The film's dramatic opening sees Chris Kyle on a rooftop as an Iraqi woman and child emerge from an adjacent derelict building in front of an advancing column of US Marines. The woman in the cross-hairs produces a grenade from beneath her chador and hands it to the child. Kyle's commanding officer on the radio informs him that he'll have to make the call himself, and the audience holds it breath - for a half-hour of expository flashbacks - to find out if Kyle takes the shot. This sobering set piece defines the film.

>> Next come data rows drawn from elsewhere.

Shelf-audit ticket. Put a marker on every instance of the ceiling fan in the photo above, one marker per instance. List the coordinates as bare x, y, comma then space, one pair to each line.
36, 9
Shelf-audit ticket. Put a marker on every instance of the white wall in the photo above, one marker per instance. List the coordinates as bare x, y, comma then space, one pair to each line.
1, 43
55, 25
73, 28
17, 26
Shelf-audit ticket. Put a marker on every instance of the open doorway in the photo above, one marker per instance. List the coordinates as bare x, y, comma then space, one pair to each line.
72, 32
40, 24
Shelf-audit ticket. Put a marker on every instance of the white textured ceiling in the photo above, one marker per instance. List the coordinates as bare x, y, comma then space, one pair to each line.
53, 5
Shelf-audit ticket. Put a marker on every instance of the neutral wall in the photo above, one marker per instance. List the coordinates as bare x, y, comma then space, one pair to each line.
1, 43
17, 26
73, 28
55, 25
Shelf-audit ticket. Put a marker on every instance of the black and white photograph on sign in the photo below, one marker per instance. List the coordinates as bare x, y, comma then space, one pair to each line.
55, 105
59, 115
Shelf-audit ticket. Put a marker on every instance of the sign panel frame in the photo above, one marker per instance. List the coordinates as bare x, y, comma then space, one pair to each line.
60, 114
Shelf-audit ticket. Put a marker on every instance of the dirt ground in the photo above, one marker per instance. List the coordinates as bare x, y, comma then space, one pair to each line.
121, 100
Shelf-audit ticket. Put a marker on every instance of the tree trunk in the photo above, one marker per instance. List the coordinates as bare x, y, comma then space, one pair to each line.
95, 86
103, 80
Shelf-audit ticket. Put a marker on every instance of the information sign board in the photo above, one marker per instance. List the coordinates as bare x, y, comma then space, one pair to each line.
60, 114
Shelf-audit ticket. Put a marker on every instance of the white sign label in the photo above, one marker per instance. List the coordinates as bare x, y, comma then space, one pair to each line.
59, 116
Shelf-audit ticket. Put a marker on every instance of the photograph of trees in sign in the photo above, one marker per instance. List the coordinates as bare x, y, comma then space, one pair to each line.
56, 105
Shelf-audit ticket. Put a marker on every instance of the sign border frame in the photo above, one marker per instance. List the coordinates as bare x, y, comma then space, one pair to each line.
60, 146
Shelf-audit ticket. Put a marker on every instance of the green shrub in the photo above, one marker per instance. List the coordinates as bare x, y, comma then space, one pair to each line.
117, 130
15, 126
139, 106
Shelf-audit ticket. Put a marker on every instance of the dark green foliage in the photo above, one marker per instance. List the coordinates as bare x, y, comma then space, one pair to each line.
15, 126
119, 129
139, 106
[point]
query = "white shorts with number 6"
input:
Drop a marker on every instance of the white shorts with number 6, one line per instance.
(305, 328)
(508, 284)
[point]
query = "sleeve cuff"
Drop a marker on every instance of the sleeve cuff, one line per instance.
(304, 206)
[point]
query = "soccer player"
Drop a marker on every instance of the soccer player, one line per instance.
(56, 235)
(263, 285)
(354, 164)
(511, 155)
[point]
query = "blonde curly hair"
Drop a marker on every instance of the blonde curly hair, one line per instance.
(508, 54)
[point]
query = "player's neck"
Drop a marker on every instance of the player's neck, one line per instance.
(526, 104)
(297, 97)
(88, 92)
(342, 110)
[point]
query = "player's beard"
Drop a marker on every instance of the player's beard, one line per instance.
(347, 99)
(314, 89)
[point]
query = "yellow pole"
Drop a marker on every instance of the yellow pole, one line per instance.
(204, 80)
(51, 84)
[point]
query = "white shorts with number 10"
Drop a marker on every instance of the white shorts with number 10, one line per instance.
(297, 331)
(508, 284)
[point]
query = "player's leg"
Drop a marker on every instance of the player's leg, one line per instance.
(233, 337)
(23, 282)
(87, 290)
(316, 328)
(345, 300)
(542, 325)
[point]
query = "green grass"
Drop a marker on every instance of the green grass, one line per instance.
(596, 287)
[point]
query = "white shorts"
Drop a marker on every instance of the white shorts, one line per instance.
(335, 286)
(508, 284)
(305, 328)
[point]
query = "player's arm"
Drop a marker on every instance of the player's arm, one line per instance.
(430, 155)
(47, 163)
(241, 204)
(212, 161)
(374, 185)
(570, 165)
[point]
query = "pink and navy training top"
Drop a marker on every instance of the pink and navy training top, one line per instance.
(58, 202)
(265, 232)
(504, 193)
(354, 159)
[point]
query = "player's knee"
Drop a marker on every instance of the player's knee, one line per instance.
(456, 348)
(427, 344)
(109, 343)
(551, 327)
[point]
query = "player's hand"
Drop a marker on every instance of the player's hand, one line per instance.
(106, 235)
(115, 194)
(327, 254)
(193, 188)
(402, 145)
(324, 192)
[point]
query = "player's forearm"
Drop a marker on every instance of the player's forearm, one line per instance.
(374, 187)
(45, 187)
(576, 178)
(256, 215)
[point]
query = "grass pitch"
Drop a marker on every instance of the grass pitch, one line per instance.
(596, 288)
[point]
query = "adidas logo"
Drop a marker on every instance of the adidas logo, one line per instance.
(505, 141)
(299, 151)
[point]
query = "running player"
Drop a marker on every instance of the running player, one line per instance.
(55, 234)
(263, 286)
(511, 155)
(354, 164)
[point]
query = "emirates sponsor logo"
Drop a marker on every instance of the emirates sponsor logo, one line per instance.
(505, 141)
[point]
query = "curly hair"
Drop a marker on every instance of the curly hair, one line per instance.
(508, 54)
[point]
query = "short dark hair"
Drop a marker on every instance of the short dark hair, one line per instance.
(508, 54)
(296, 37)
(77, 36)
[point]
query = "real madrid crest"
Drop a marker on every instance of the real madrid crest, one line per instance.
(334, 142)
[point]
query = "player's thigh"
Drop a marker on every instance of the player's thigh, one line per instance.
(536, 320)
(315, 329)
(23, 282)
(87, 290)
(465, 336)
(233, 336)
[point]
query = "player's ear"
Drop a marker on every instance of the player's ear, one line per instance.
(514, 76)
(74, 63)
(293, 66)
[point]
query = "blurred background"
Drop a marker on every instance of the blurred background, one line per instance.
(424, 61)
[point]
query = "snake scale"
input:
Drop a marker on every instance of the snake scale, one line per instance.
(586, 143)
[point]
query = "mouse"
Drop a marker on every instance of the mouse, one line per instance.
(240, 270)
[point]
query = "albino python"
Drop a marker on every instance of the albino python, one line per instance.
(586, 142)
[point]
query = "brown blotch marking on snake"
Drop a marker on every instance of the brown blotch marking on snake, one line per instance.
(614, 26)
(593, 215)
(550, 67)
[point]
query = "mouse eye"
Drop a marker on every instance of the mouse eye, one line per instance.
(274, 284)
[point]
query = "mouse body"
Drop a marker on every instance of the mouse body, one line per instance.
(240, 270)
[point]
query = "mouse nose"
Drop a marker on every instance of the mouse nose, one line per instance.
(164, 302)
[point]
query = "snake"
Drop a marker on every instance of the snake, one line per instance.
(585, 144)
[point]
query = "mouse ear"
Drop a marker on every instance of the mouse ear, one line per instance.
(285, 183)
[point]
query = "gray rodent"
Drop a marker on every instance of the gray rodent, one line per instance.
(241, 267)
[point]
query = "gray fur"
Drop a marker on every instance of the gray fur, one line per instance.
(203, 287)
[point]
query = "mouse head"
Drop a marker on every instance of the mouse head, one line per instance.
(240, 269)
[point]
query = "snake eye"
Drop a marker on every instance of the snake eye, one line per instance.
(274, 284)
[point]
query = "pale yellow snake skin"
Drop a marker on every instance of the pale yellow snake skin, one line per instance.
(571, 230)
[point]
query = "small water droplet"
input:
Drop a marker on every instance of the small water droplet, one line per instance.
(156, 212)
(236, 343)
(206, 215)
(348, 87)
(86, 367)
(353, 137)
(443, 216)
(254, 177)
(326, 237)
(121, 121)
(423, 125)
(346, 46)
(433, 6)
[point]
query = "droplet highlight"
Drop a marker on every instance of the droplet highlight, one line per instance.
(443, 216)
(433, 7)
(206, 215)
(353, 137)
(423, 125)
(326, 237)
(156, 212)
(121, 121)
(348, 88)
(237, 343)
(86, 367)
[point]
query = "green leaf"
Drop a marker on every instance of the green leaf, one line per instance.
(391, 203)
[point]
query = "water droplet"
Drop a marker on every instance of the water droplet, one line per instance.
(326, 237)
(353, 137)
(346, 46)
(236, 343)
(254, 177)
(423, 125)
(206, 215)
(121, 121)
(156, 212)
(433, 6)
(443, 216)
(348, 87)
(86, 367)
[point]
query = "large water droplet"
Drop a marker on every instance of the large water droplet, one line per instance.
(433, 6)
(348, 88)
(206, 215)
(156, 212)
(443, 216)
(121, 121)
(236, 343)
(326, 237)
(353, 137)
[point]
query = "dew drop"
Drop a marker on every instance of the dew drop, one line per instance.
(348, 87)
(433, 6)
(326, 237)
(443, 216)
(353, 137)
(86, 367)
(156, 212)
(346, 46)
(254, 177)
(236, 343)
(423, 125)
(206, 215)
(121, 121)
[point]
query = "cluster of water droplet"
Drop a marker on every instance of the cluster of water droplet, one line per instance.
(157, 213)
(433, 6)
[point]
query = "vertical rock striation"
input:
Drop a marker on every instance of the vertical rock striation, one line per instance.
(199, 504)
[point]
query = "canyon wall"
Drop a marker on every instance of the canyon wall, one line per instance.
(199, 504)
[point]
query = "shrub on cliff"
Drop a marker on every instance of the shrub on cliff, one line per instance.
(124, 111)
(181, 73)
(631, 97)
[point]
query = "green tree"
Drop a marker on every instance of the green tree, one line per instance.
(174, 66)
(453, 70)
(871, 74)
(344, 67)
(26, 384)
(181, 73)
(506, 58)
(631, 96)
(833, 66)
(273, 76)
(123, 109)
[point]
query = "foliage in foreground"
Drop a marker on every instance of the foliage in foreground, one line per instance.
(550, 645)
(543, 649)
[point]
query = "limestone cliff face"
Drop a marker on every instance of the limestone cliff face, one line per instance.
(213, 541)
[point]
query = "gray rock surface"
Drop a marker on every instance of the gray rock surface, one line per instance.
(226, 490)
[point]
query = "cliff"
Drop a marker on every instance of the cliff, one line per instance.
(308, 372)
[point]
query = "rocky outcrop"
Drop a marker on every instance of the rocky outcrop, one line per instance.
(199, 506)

As a director, Clint Eastwood is no stranger to combat films; from Heartbreak Ridge to the polar viewpoints of The Battle Of Iwo Jima depicted in Flags Of Our Fathers and Letters Of Iwo Jima. However, Eastwood is not a director with an overtly political point to view to share. He avoids wading into the ideological murk of the merits of the conflict and steadfastly adheres to Chris Kyle's point of view. Eastwood handles a range of combat set pieces, including those in which Kyle is compelled to shoot women and children, without fuss. For much of the film, the camera maintains a perfunctory and purposeful, ground-level position that yields an almost purely experiential view of the conflict in which none of the other soldiers become more than two-dimensional characters.

In contrast, a compelling performance from a bulked-up Bradley Cooper brings Chris Kyle to life. Full of spirit and homely charm early on, there is an undoubted edge to the character and Kyle's absence of self-doubt is never far from the surface, even at moments when it seems like it's misplaced. Thereafter, he slips into a sort of private agony that only those who have served their country can share. When Kyle is home on leave, he's painfully distant, reluctant to talk about his experience and barely able to function. This intimate character study offers fairly blunt insights into the physical and psychological toll exacted on troops on the front lines, and much hinges on Cooper's restrained yet deeply expressive performance, allowing many of the unspoken implications to be read plainly on the character's increasingly war-ravaged face.

What initially appears as another straightforward film about combat gradually develops into something more complex and ruminative. Eastwood deftly teases out any number of logistical and ethical complications - Kyle's frustration at always having to engage from a distance rather than on the ground with his comrades, as. well as the near-impossibility of figuring out whom to trust in an environment where everyone is presumed hostile.

In its revelation of character through action and its concern with procedure rather than politics, Eastwood's film shares similar themes with The Hurt Locker. And whilst American Sniper is perhaps more prosaic than Kathryn Bigelow's film, it nevertheless emerges as one of the few dramatic treatments of the US's involvement in the Iraq conflict that can stand in its company.